Jade stared at Malachite, frowning. The Fell queen acted as if she had forgotten Malachite was there, or somehow never seen her. Jade knew Malachite could make herself so unobtrusive she seemed to disappear. This was the first time it had occurred to her that Malachite might actually be able to effectively disappear, by somehow using the same ability that allowed a queen to connect with her court and to keep any Aeriat and Arbora from shifting. No, that’s not it. The Fellborn queen saw her, I saw her look at Malachite. But had Malachite been able to make the Fellborn queen forget she was there?
Watching Malachite with suspicion now, the Fell queen didn’t answer.
She said, “I’m Malachite of Opal Night. That is Jade of Indigo Cloud. What are you called?”
Jade had a twinge at the idea of Fell knowing her name and her court’s name. Hearing your name spoken by Fell was never a good thing, though concealing it from them was nearly impossible.
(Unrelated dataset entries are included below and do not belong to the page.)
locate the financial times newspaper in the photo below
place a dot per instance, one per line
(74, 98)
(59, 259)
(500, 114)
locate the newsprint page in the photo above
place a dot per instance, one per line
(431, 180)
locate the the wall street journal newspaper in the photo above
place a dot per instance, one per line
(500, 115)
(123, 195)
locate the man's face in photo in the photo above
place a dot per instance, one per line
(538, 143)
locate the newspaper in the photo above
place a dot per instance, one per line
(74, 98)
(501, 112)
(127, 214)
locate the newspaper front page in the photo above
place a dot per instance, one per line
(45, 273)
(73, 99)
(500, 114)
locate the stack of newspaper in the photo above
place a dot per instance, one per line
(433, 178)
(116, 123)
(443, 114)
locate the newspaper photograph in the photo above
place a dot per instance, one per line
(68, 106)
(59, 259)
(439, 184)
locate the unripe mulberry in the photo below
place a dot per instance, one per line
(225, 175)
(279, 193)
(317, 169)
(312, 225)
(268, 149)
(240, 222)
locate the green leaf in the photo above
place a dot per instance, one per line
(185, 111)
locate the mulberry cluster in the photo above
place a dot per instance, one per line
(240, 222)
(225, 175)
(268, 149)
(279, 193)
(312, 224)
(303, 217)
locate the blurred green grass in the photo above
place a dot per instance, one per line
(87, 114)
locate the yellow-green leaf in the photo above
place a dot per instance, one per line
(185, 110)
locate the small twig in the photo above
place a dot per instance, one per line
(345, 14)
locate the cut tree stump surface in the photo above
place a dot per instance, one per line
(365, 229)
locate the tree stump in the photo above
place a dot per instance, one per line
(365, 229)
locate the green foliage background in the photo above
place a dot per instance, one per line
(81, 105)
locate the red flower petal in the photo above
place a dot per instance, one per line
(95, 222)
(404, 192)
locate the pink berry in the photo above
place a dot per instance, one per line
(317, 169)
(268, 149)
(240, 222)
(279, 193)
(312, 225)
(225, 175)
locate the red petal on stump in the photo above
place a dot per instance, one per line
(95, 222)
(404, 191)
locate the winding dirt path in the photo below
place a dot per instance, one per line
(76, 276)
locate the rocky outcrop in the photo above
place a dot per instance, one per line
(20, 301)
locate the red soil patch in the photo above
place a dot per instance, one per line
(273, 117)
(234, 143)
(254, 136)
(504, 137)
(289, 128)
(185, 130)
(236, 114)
The silence held for so long Jade didn’t think the Fellborn queen would answer. Then she said, “Consolation. The . . . The flight doesn’t have a name. Yet.”
Jade’s chest went tight. She threw another glance at Malachite, unable to help herself. Apparently unmoved, Malachite said, “Who gave you that name?”
“The consort. Our consort.” Consolation hesitated. “Is it a good name?”
He loved her, Jade thought, and suppressed a hiss. “Consolation” wasn’t a name for hatred or irony or even wry regret. Jade wanted to ask what the consort’s name was, if he had said what court he came from, but she reminded herself that it was in the past, that he was as dead as the progenitor who had stolen him, and there was nothing they could do about it now. If she thought about what life had been like for him in a Fell flight for who knew how many turns, she wouldn’t be able to keep her temper and somebody was going to die. She couldn’t imagine what Malachite was feeling under her impenetrable expression.
Malachite said, “Yes, it’s a good name. The progenitor let him raise you.”
Consolation drew her foot claws over the rock again. “She had to. The others didn’t know how to take care of me.” She tilted her head to study Malachite. “A mistake. She made mistakes.”
“You killed her,” Malachite said, still even and expressionless. “What about the rulers?”
“I didn’t kill the older ones.” She looked down at the dakti. It grimaced at her. She looked up again and said, “Someone else did that.”
The dakti and kethel, Jade thought. The progenitor had made mistakes all right.
Consolation looked from Jade to Malachite, eyes narrow. “You’re a queen too?” she said.
Startled, Jade realized that she must have been the first Raksuran queen that Consolation had ever seen, that night outside the foundation builder city. That she and Malachite were different enough that it might be confusing to unaccustomed eyes. Malachite said, “Yes.”